Si notre civilisation s’en allait à tous les diables,

je ne la regretterais pas, mais j’aurais du regret pour la musique "

Léon Tolstoï -1910

 

La lecture d’une nouvelle de jeunesse de Léon Tolstoï, écrite en 1858 et intitulée " Un musicien déchu " ( éditions Mille et Une Nuit – 2000 ), où l’auteur, s’inspirant de la figure d’un violoniste allemand qu’il rencontra, brosse un étonnant portrait d’artiste marginal et évoque la puissance de la musique, dépassant celle des mots, me fit penser à quelques brèves notes de lecture retrouvées dans mes archives et concernant la meilleure façon d’écouter de la musique.

L’idée de base est simple : il suffit de " s’abandonner tout entier à la musique écoutée et se laisser aller à l’empire du sentiment ".

Toutefois la démarche apparaît plus complexe si l’on prétend, lors de l’écoute, saisir et suivre les éléments musicaux de la partition, et les distinguer sans les associer pour en reconnaître l’unité et la diversité : " il faut d’abord s’attacher à la perception du rythme, puis à la mélodie, puis suivre les motifs dans leurs transformations.
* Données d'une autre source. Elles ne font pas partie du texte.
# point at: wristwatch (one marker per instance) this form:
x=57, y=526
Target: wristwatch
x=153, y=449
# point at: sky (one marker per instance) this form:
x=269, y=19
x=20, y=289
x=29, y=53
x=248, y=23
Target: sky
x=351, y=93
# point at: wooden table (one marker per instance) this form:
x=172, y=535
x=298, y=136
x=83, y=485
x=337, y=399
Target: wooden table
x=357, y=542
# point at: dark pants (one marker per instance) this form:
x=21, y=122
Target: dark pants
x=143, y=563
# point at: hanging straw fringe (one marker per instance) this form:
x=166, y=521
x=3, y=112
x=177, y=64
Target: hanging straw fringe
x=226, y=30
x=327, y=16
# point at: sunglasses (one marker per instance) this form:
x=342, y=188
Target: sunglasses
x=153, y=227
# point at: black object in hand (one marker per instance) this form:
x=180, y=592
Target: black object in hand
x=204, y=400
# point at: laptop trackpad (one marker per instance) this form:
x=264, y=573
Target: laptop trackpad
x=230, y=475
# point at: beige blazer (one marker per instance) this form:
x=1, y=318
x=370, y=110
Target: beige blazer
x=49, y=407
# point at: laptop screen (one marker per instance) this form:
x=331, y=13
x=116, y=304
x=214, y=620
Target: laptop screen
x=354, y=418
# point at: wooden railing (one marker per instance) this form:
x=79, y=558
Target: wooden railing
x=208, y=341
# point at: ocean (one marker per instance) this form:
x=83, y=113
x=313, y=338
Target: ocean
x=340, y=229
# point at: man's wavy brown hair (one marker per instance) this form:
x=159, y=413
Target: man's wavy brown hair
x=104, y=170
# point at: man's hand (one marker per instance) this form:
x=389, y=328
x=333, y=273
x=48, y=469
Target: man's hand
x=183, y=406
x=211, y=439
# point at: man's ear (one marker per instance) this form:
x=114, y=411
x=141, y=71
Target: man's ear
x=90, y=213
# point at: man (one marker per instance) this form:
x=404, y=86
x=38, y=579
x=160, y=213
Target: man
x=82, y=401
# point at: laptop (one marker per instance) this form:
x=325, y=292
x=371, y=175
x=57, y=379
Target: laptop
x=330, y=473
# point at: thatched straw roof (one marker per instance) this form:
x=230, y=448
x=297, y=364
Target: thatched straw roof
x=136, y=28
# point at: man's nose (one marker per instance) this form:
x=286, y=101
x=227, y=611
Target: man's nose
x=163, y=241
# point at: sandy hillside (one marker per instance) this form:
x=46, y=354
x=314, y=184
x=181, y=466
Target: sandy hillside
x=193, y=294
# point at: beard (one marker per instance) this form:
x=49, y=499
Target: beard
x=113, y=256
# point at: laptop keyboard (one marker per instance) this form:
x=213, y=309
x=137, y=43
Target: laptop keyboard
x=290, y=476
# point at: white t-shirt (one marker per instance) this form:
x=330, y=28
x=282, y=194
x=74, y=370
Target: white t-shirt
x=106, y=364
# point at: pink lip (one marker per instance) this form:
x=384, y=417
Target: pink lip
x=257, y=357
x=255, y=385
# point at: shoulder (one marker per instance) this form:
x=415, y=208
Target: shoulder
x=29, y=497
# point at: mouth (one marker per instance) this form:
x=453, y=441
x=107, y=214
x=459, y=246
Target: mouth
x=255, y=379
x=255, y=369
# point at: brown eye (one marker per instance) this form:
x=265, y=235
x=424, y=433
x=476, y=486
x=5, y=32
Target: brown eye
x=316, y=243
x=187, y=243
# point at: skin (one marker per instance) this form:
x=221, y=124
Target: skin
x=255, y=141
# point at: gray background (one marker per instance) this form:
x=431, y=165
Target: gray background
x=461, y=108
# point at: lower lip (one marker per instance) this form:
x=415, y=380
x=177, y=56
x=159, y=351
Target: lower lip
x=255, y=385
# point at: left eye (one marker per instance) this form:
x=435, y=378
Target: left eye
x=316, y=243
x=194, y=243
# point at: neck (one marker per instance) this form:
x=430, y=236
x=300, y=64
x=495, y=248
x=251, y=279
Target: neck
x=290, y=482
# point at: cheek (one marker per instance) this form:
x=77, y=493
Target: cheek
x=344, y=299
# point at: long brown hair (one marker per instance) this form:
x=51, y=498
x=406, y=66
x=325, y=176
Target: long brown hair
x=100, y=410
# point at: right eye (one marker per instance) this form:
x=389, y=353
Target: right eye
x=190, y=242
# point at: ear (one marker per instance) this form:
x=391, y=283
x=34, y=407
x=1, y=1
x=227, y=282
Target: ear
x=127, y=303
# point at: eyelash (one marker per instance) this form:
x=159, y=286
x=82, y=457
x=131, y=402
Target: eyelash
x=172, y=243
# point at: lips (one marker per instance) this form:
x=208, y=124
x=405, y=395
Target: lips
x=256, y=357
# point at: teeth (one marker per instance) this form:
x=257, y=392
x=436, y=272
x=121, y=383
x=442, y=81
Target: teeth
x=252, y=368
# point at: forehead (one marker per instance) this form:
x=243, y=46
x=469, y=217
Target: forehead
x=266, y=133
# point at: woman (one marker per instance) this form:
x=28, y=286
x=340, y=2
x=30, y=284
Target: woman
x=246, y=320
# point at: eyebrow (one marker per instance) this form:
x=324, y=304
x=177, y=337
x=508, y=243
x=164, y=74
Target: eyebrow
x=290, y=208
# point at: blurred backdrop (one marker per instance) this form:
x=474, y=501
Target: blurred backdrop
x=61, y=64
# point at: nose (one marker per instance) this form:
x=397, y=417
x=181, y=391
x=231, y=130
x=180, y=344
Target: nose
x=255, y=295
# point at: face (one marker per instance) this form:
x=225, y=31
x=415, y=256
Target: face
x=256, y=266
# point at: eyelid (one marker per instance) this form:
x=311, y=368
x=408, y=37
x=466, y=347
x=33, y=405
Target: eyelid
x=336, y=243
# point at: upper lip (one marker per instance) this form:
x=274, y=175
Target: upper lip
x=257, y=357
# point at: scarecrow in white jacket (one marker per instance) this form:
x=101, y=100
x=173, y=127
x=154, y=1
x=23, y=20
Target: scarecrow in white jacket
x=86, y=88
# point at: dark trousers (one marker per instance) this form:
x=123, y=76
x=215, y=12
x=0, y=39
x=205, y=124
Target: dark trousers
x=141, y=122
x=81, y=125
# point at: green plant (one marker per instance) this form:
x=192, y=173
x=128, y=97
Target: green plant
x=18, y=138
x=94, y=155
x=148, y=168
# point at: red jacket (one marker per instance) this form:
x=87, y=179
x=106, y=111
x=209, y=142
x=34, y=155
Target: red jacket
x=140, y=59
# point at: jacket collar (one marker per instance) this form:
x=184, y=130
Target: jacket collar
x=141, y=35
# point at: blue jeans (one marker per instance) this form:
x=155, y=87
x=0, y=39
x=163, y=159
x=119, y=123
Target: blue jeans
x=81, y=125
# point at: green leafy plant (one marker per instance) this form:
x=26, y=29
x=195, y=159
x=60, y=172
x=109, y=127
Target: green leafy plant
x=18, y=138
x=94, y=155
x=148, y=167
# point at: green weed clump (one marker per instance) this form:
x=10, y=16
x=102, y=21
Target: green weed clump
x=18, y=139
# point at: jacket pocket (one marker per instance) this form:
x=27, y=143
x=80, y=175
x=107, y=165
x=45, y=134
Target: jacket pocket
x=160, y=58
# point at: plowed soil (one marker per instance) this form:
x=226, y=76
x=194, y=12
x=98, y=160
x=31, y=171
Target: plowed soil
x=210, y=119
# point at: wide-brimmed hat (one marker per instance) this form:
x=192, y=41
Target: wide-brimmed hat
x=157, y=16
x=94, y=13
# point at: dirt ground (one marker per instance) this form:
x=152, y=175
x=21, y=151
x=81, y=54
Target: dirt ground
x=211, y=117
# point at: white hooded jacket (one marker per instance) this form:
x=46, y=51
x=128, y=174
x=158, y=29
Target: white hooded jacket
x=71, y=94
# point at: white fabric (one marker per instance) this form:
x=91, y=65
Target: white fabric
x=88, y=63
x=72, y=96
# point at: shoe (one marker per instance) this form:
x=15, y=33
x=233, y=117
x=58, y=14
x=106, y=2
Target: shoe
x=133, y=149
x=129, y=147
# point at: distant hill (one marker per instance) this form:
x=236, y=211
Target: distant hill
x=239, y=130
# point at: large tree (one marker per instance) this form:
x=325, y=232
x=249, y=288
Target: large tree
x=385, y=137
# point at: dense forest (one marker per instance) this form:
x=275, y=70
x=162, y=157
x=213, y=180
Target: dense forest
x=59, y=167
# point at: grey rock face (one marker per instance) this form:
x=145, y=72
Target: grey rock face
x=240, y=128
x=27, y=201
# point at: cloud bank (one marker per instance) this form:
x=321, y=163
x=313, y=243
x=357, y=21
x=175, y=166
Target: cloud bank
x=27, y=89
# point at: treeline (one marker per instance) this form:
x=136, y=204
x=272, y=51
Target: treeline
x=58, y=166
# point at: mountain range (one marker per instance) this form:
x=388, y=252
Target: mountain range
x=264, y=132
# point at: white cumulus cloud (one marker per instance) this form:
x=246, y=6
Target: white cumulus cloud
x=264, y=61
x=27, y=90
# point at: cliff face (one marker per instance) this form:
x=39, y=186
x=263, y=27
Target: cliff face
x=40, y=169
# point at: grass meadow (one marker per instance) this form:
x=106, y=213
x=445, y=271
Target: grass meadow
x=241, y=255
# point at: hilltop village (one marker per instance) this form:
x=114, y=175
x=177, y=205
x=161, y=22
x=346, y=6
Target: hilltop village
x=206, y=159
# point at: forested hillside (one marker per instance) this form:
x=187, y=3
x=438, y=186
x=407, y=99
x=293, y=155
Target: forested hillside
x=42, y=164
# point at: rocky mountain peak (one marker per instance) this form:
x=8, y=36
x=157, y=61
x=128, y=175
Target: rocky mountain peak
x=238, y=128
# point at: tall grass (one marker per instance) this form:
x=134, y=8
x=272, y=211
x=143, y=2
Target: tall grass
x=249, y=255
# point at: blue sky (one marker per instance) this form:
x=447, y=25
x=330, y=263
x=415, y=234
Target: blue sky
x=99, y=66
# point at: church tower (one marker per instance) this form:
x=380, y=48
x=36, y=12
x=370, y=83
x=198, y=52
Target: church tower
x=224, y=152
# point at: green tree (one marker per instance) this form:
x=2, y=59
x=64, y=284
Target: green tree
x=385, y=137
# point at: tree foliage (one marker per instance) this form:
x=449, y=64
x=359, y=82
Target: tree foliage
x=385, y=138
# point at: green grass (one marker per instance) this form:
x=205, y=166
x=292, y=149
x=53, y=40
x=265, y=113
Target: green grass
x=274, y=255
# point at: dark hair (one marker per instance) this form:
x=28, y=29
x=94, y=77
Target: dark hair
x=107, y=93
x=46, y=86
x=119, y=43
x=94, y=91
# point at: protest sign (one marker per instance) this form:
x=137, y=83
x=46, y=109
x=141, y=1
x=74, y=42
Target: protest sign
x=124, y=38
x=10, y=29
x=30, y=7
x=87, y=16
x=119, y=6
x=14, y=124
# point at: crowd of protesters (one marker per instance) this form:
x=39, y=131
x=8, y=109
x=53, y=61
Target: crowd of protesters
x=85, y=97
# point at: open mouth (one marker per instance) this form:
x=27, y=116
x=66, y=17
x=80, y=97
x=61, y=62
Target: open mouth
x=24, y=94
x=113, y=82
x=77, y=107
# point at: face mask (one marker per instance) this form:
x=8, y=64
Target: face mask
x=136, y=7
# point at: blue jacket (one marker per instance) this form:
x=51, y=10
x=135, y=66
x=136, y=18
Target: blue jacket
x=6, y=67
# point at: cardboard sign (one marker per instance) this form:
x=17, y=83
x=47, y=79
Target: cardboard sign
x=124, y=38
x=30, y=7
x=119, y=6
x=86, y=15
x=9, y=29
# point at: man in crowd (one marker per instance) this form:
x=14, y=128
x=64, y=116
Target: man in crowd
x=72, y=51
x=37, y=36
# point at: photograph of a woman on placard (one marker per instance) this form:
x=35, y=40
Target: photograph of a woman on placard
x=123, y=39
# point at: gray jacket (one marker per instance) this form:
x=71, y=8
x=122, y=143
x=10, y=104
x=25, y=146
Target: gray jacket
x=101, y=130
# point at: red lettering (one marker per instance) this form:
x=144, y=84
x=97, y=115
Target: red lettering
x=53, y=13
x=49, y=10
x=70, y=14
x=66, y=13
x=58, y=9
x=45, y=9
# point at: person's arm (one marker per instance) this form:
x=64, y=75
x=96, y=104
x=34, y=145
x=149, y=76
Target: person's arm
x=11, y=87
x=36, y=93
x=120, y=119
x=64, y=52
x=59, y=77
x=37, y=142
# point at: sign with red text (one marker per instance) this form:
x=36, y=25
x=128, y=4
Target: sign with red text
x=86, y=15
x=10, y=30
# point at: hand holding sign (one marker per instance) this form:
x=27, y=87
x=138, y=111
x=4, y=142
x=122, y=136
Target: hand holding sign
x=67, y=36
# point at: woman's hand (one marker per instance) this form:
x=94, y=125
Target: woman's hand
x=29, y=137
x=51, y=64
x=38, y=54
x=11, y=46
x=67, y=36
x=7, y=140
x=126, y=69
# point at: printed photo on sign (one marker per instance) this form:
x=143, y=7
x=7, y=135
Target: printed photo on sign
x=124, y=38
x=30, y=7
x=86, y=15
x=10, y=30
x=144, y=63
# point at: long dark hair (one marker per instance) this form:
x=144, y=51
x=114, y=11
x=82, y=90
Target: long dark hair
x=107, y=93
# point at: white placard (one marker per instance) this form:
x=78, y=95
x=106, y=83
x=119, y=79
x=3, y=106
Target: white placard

Un thème transformé, c’est comme un sentiment qui se meut en nous ; parfois deux sentiments contraires sont en duel et on assiste à un dialogue ou un conflit jusqu’à la conclusion obéissant à une dialectique du sentiment ".

Cette richesse dans les éléments simultanés d’un morceau se retrouve aussi dans les timbres des divers instruments : " Ecouter en profondeur requiert donc une attention non seulement à la mélodie et aux sons aigus, mais également aux basses, aux harmonies, aux timbres, à la circulation des parties intermédiaires qui sont les linéaments d’une vie intérieure pareille à la nôtre ".

La difficulté est donc de " tout distinguer sans rien dissocier " et cette écoute attentive n’est sans doute pas immédiate car elle peut être d’une complexité très subtile.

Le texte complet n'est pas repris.